Now, six months into the new Republican Congress, the House of Representatives has passed a bunch of bad bills that only now are working their way through the Senate and giving Clinton something to veto.

The other favorite “Get Clinton” topic is Bosnia.

The clever ones say Clinton’s Bosnia policy is terrible; the cleverer ones say, “What Bosnia policy?”

Excuse me again. Can anyone up here criticizing Clinton tell us just what the hell we can and should do about Bosnia?

Nope. Nobody has an answer - because there isn’t one - but everybody sure is willing to kick Clinton for not finding it.

“Weak on foreign policy,” says Sen. Jesse Helms, R-N.C., that shining lamp of knowledge on the rest of the world, who also declares that Clinton is unfit to be commander in chief.

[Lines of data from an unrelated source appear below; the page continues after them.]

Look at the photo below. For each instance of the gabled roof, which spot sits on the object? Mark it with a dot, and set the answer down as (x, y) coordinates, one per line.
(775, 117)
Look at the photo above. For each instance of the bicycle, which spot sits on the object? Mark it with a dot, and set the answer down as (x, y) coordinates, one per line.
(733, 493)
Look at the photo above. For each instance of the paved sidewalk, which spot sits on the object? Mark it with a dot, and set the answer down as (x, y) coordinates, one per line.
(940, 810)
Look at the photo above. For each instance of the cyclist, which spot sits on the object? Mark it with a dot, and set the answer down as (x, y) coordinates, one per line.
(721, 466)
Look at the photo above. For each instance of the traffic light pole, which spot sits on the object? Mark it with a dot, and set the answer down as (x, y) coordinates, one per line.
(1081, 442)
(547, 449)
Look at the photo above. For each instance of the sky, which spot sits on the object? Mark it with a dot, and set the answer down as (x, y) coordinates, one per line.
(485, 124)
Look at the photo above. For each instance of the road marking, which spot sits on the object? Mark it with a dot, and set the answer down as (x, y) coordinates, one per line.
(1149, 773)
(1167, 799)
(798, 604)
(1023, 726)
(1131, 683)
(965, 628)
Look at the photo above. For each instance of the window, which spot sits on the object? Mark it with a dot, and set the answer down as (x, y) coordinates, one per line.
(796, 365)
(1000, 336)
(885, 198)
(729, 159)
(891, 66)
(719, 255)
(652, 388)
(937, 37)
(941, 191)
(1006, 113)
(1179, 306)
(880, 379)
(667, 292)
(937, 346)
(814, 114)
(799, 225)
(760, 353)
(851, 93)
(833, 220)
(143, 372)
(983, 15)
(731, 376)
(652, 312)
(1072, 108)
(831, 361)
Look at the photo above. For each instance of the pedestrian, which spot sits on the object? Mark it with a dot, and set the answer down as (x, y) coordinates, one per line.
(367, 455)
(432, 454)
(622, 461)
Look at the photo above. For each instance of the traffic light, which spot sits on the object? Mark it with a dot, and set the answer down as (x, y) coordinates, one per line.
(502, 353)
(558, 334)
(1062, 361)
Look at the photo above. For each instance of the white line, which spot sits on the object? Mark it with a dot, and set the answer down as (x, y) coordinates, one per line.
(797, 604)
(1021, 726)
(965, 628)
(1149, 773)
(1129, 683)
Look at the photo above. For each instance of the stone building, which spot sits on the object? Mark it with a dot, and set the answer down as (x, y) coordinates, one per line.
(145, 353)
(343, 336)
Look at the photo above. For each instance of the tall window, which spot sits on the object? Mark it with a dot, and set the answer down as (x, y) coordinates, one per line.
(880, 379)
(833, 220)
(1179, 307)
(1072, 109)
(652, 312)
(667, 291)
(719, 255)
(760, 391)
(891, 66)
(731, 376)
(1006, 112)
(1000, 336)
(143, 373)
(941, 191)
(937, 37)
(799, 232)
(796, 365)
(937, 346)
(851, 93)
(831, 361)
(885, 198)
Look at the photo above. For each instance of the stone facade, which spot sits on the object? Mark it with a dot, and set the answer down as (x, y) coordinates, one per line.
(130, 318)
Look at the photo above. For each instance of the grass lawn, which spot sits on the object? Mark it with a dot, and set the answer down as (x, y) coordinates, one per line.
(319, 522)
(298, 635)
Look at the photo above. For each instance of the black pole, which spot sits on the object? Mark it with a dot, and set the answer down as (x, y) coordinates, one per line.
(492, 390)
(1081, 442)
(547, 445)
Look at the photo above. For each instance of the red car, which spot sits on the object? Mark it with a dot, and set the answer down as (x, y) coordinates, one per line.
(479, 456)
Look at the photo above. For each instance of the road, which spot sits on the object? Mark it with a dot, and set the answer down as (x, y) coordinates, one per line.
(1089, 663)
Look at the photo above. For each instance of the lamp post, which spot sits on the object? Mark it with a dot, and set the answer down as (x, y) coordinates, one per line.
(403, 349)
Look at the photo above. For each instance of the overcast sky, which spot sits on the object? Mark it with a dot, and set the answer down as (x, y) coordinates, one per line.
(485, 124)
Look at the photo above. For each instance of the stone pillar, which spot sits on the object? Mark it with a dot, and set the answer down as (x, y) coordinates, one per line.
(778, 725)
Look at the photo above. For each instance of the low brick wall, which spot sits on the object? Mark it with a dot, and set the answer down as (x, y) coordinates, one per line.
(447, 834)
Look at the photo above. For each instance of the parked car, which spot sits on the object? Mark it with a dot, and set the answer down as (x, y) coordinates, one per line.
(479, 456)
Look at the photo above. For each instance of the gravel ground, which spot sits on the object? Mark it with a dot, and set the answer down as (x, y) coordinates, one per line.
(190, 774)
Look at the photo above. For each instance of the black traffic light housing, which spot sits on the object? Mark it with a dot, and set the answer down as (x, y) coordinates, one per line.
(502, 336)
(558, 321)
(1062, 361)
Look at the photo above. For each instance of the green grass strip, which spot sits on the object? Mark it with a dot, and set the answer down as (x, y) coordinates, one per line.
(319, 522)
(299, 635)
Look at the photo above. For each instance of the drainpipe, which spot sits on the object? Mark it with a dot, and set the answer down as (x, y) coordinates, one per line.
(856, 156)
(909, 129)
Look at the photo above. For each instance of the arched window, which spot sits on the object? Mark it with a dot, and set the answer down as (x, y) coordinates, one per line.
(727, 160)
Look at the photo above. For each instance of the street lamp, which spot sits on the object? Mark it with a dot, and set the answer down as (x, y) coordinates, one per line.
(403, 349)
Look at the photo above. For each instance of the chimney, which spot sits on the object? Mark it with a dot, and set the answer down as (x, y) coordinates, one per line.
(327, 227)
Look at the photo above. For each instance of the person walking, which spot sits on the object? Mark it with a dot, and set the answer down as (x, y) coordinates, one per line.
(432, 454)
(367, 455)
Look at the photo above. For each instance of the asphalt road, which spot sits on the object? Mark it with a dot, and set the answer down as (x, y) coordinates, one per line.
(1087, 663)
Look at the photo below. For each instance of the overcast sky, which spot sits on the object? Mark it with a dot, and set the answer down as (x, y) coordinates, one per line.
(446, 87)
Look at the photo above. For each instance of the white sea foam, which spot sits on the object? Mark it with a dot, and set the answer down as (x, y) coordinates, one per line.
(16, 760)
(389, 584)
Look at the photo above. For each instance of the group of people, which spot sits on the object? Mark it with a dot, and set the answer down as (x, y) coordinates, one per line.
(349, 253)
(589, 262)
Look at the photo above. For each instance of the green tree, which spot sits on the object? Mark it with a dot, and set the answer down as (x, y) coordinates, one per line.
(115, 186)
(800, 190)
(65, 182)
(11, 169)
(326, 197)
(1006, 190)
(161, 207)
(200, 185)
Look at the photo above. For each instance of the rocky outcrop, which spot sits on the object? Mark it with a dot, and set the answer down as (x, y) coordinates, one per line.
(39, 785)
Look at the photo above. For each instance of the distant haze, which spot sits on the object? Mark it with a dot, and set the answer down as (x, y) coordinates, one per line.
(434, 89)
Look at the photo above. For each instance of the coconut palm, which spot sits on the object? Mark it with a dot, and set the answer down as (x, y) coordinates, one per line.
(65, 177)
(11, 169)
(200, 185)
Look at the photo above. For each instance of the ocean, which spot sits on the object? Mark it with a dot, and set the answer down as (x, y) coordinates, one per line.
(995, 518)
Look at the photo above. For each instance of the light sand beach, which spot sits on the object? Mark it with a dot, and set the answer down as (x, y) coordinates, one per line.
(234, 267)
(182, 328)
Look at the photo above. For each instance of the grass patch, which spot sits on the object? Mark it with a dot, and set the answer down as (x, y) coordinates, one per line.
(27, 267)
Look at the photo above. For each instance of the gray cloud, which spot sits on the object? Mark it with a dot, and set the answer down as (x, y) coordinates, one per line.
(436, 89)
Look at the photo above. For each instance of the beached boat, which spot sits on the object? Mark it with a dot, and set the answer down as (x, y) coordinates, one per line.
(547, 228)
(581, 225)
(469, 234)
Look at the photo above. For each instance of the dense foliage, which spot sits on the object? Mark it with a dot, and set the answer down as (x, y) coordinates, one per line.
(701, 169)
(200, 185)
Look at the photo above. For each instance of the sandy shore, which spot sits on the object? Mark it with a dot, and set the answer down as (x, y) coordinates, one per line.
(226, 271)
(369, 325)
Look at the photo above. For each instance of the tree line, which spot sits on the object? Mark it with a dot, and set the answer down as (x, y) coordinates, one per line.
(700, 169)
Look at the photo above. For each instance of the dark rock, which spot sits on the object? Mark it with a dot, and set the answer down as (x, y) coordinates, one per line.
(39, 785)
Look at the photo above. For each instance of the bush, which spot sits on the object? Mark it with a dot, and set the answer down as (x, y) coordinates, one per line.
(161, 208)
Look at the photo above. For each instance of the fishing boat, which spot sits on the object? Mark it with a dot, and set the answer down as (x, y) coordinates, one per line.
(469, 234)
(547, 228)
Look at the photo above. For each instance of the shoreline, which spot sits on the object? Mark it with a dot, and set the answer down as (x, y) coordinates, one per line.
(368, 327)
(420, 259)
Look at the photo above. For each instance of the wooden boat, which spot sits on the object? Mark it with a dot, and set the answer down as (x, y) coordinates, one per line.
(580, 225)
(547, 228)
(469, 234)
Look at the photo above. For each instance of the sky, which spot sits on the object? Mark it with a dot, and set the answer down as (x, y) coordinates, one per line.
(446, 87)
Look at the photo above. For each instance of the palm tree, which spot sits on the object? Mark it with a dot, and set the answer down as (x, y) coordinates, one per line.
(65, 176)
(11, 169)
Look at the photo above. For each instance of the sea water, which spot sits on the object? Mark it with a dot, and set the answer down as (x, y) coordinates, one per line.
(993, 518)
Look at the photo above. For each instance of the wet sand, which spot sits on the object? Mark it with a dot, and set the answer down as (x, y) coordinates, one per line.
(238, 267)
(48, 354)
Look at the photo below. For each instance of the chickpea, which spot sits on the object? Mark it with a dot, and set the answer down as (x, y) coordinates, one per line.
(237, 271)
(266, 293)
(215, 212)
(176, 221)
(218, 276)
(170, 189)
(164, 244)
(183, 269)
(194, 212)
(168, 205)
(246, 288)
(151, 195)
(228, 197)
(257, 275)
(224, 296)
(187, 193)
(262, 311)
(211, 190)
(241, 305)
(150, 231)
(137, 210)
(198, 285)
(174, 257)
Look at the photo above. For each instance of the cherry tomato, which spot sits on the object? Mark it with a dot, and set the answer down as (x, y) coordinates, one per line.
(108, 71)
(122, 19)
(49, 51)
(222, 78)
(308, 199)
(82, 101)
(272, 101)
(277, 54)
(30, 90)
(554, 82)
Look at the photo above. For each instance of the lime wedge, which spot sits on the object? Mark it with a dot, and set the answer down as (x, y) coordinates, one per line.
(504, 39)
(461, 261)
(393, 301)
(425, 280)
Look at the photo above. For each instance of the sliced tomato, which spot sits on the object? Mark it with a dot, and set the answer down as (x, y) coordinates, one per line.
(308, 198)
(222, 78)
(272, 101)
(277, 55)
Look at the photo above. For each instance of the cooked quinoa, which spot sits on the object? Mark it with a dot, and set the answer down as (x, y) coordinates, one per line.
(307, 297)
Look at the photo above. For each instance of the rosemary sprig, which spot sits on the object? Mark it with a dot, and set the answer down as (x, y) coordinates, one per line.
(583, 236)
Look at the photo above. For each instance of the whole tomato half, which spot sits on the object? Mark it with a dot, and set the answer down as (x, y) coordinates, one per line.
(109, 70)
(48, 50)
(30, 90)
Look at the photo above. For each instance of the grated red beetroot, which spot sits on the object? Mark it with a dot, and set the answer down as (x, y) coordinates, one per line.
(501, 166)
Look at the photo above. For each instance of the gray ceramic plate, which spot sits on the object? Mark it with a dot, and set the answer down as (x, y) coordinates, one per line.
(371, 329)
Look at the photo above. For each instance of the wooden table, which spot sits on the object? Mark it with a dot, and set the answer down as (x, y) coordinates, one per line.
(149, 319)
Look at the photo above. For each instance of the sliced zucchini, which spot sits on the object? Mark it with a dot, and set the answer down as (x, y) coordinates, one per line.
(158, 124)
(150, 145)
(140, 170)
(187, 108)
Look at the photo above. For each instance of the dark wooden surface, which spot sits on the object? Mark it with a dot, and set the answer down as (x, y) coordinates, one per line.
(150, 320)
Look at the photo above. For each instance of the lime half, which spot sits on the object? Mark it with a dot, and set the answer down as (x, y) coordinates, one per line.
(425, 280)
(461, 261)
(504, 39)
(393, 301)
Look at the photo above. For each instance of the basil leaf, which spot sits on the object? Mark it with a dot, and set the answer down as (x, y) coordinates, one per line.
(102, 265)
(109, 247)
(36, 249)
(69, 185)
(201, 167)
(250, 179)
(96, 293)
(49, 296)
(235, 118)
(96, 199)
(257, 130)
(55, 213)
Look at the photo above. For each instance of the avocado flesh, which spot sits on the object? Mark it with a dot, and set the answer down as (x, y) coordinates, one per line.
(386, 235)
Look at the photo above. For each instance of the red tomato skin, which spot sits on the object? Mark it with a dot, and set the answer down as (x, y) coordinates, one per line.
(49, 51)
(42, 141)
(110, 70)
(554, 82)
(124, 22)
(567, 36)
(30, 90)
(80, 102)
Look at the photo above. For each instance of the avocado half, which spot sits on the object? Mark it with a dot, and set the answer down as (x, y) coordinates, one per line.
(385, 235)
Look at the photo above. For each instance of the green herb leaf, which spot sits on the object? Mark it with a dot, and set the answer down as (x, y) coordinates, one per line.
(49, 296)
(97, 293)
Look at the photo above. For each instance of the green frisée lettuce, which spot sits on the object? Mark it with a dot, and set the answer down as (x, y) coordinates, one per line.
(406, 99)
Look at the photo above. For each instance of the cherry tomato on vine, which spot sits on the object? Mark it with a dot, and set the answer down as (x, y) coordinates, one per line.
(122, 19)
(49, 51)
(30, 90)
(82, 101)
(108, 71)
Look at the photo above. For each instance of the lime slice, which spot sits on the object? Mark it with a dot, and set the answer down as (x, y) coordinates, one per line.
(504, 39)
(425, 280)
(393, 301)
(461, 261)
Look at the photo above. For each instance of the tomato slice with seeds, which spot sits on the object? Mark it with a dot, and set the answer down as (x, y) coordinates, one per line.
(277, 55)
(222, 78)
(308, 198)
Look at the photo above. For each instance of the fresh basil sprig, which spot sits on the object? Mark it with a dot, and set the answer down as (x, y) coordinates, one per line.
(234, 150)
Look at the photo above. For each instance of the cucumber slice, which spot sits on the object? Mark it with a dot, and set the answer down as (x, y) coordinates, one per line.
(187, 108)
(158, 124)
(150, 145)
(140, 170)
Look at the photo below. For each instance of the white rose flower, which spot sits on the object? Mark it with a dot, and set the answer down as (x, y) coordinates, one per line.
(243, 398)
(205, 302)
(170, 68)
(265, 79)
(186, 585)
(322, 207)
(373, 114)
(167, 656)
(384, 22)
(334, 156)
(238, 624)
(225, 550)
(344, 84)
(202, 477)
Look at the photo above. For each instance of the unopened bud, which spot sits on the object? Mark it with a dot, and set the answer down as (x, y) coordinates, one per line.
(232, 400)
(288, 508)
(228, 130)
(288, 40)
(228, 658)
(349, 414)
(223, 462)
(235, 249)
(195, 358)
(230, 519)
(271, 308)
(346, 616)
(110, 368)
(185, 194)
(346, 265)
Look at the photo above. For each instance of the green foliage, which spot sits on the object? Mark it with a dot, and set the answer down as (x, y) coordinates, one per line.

Well, let’s see. He has brought home the American soldiers who had been sent to Somalia by George Bush. He has brought peace to Haiti, which everybody said was flat impossible. He hasn’t sent the Marines anywhere so he can look tough and they can sit in a barracks where they can be blown up by terrorist bombers. Having failed to do that, he has not had to invade some country the size of Grenada and whip it in a fair fight to take everybody’s minds off all the dead Marines. And he is the toughest president we’ve ever had in dealing with postwar Japan.

All by himself, without any Republican Congress to help, Clinton has cut billions out of the federal deficit and downsized government by tens of thousands of workers. He and Vice President Al Gore have fixed the Pentagon procurement system so the folks in uniform can go out and buy their hammers from Wal-Mart instead of paying $650 a copy for the tools.

Without a lick of help from Republican presidential candidates Bob Dole of Kansas and Phil Gramm of Texas, Clinton has put 100,000 more policemen on the streets - something the Republicans are planning to undo.

He also has put two decent people on the Supreme Court without anyone saying they’re either nut cases or personally obnoxious.

We wouldn’t be having this screaming match about Medicare if Congress had voted for Clinton’s managed health care plan. (Do you just love hearing the Republicans talk solemnly about getting everyone into health maintenance organizations now? Where have we heard that before?)

If Congress had voted for Clinton’s health care plan, we could reform the welfare system now so we could get recipients into jobs instead of pushing them onto the streets.

But can you find a soul in Washington who has a good word to say about the man? The guy is criticized for every single thing he does and every single thing he does not do. Dole managed to sneer at Clinton on television last week twice in the span of one minute for being too tough and not tough enough in Bosnia.

Now, it is clearly true that Clinton does not like to make people mad. He’s not a joy-of-battle fellow. He’s a compromiser, a persuader, a consensus-type guy. Like all politicians, he likes to be liked. He does not like to polarize people.

Normally, that’s advisable political conduct. But the nation seems to be, in the jargon of psychobabble, addicted to anger these days. The “hottest” figures of the day are indeed hot; they’re good at pushing people’s buttons, stirring them up, making them mad as hell at somebody.

I still believe that if Clinton keeps plugging away at making government work better, somebody’s bound to notice sooner or later.